= Minimum mean weight cycle =

In graph theory, a minimum mean weight cycle is a cycle whose average weight (total weight divided by length) is smallest among all cycles in the graph. An analogous problem is the maximum mean weight cycle. These problems have applications to embedded systems and logic chip design.

== Definitions ==
Let G = (V,E) be a directed graph in which each edge has a weight (positive or negative). The weight of any path or cycle p = (e_{1},...,e_{k}), is the sum of weights of the edges: w(p) = w(e_{1}) + ... + w(e_{k}). The mean weight of p is the weight of p divided by the number of edges in it: w(p)/len(p).

The minimum cycle mean weight in G is the minimum, over all directed cycles p in G, of w(p)/len(p). A minimum mean weight cycle is any cycle with the minimum mean weight.

== Algorithms ==
Lawler presented an algorithm for computing a minimum mean weight cycle using O(log |V|) calls to an algorithm for solving the negative cycle problem. There exists such an algorithm that runs in time O(|V||E|), so the total runtime of Lawler's algorithm is O(|E||V|log |V|).

=== Karp's algorithm ===
Karp presented a characterization of the minimum cycle mean weight, and presented an algorithm that runs in time O(|V||E|). An analogous algorithm can be used for finding a maximum mean weight cycle.

Let G be any directed graph, and let s be a fixed vertex in G. For every nonnegative integer k and every vertex v in G, define H_{k}(v) as the maximum cost of a path of length k from s to v; if no such path exists, then H_{k}(v) = minus infinity.

The main lemma says that the maximum mean cycle weight of G equals(*) $\max_{v\in V} \min_{0\leq k\leq n-1} \frac{H_n(v)-H_k(v)}{n-k}$Proof. It is sufficient to prove the lemma for the case in which the maximum mean cycle weight equals 0. This is because adding a constant weight to each edge adds the same constant both to the maximum mean cycle cost and to the expression in (*).

Suppose the maximum mean cycle weight is 0. Then there is a cycle with cost exactly 0, but no cycles with a positive cost.
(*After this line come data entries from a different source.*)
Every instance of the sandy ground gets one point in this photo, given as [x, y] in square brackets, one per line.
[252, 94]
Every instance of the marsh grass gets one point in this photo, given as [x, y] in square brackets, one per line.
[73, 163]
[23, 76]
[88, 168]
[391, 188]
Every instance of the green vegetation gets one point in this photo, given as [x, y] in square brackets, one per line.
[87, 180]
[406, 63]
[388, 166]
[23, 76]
We first prove that (*) is at most 0. As G has no positive-cost cycles, for every node v, there is a maximum-cost path of length smaller than n from s to v. Let k_{v} be the length of this maximum-cost path. Then H_{kv}(v) >= H_{n}(v), so the expression inside the min in (*) is at most 0 when k = k_{v}. As k_{v} <= n-1, the minimum in (*) is at most 0. As this holds for every node v, the maximum in (*) is at most 0 too.

We now prove that (*) is at least 0. G has a zero-cost cycle; let w be some node in that cycle. Let P_{0} be a maximum-cost path from s to w. For every t >= 1, let P_{t} be a concatenation of P_{0} with t copies of the cycle; as the cost of P_{t} equals the cost of P_{0}, it is also a maximum-cost path from s to w.  Every prefix of a maximum-cost path is also a maximum-cost path from s to its endpoint. When t is sufficiently large, P_{t} has a prefix of length n; it is a maximum-cost path from s to some node w'. Then H_{n}(w') >= H_{k}(w') for all k, so the expression inside the min in (*) is at least 0 for all k, so the minimum in (*) is at least 0. Taking v=w' in the maximum shows that the maximum in (*) is at least 0 too.
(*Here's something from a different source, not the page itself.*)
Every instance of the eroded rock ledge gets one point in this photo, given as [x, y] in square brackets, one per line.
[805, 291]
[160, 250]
Therefore, when the maximum mean cycle cost is 0, (*) equals 0, which is sufficient to complete the proof.

It is possible to compute H_{k} using dynamic programming in time O(|E||V|); then it is possible to find the maximum mean cycle weight using (*). The cycle itself can be found as follows:

- Find the maximizing v and the minimizing k in (*).
- As the outcome for this v and this k is finite, both H_{n}(v) and H_{k}(v) are finite. This means that there exists a maximum-weight path of length n from s to v, and a maximum-weight path of length k from s to v. Therefore, the path of length n contains a cycle of length n-k; this is the maximum mean weight cycle.
Chaturvedi and McConnell identified an error in Karp's algorithm for constructing a cycle attaining the minimum mean weight. They presented a corrected algorithm.

=== Newer algorithms ===
Dasdan and Gupta study maximum mean weight cycle, and present an algorithm that is provably always faster than Karp's algorithm.

Albrecht, Korte, Schietke and Vygen relate the problem of maximum mean weight cycle to the minimum balance problem: find a potential function such that the "slacks" of all edges are optimally balanced. Both problems can be solved by a parametric shortest path algorithm. They show that parametric shortest path can be used for solving more general variants of these problems, with constraints that are relevant to optimizing the clock schedule of a logic chip.